Alessandro e Ilda

di Francesca Radaelli

Alessandro Colombo ha 68 anni e abita con la moglie a Monza in quella che oggi è via Prina. Nato a Pitigliano in provincia di Grosseto, nel corso della sua vita è stato funzionario di ragioneria presso le Regie Prefetture di Chiari, Sanremo e Milano, quindi insegnante, per poi ricoprire la carica di ragioniere unico presso la Congregazione di carità di Monza che amministrava l’ospedale cittadino. Ora però il ragionier Colombo è in pensione. E, soprattutto, è diventato nonno.

Siamo nel settembre del 1943 e l’anziano ragioniere è di famiglia ebraica. Cinque anni prima ha dovuto  presentare al Municipio di Monza, insieme alla moglie Ilda Zamorani, la denuncia di appartenenza alla razza ebraica, in aderenza alle leggi per la difesa della razza emanate dal governo fascista.

Arriva l’8 settembre, Badoglio firma l’armistizio, il re d’Italia scappa da Roma, il Paese precipita nel caos.
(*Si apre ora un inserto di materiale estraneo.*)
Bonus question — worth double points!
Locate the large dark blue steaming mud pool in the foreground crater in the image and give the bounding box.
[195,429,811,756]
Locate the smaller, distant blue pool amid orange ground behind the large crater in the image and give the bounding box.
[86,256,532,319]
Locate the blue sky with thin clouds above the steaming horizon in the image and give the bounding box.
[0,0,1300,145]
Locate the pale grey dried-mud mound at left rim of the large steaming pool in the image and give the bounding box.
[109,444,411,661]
Il ragionier Colombo decide di andar via: a Monza lui e Ilda si sentono in pericolo, meglio trasferirsi in una grande città, a Milano, dove essere riconosciuti è più difficile.

Ma a Monza, nella loro vecchia casa, sono rimaste le fotografie dei loro nipoti. Il ragionier Colombo, che ormai ragioniere non è più, decide di tornare indietro per recuperarle. È un suo vicino di casa a vederlo: lo denuncia come ebreo e lui viene arrestato. È rinchiuso nel carcere di Monza, poi trasferito a San Vittore.

Ilda, sua moglie, per ora è salva a Milano, nessuno l’ha scoperta. Ma non sopporta l’idea di lasciare solo suo marito. Si fa arrestare anche lei.

I due anziani coniugi, dopo una vita passata insieme, insieme affrontano anche la fine. Uno a fianco all’altro, forse mano nella mano, Alessandro e Ilda vengono caricati sul convoglio per Auschwitz il 6 dicembre 1943. Arrivati l’11 dicembre nel lager nazista, sono portati direttamente nelle camere a gas.

Lo scorso giovedì 16 gennaio, in vista della Giornata della Memoria del 27 gennaio, due cubetti di porfido, ricoperti in ottone, con incisi i nomi e le date di nascita e morte dei coniugi Colombo, sono stati posati davanti alla loro casa, nella attuale via Prina in corrispondenza del civico 19. Per Monza si tratta delle due prime pietre di inciampo poste in città. In tutta Europa sono state posate ad oggi più di 75.000 pietre.

Le pietre d’inciampo posate davanti alla loro casa in via Prina 19

Tutto è nato grazie a un artista tedesco, Gunter Demnig, che da alcuni anni gira per il Vecchio Continente e incastona pietre nel selciato stradale davanti alle abitazioni, o a luoghi significativi della vita, di coloro che sono stati deportati nei lager nazisti. Su ciascuna pietra viene riportato il nome, la data di nascita e di morte nel lager. Lo stesso nome che qualcuno aveva voluto cancellare.

A gennaio 2019 anche in Brianza è iniziata la posa delle prime pietre. E il progetto prosegue, grazie al Comitato per le Pietre d’Inciampo di Monza e Brianza, con l’obiettivo di coinvolgere tutti i Comuni, le scuole, le associazioni. E soprattutto i cittadini. Noi.

Perché, come le altre 75.000 sparse per l’Europa, quella di Alessandro e Ilda è una storia che fa la Storia. L’ha fatta e continua a farla. Soprattutto, è una storia in cui vale la pena ‘inciampare’. Anche noi, anche oggi, anche qui.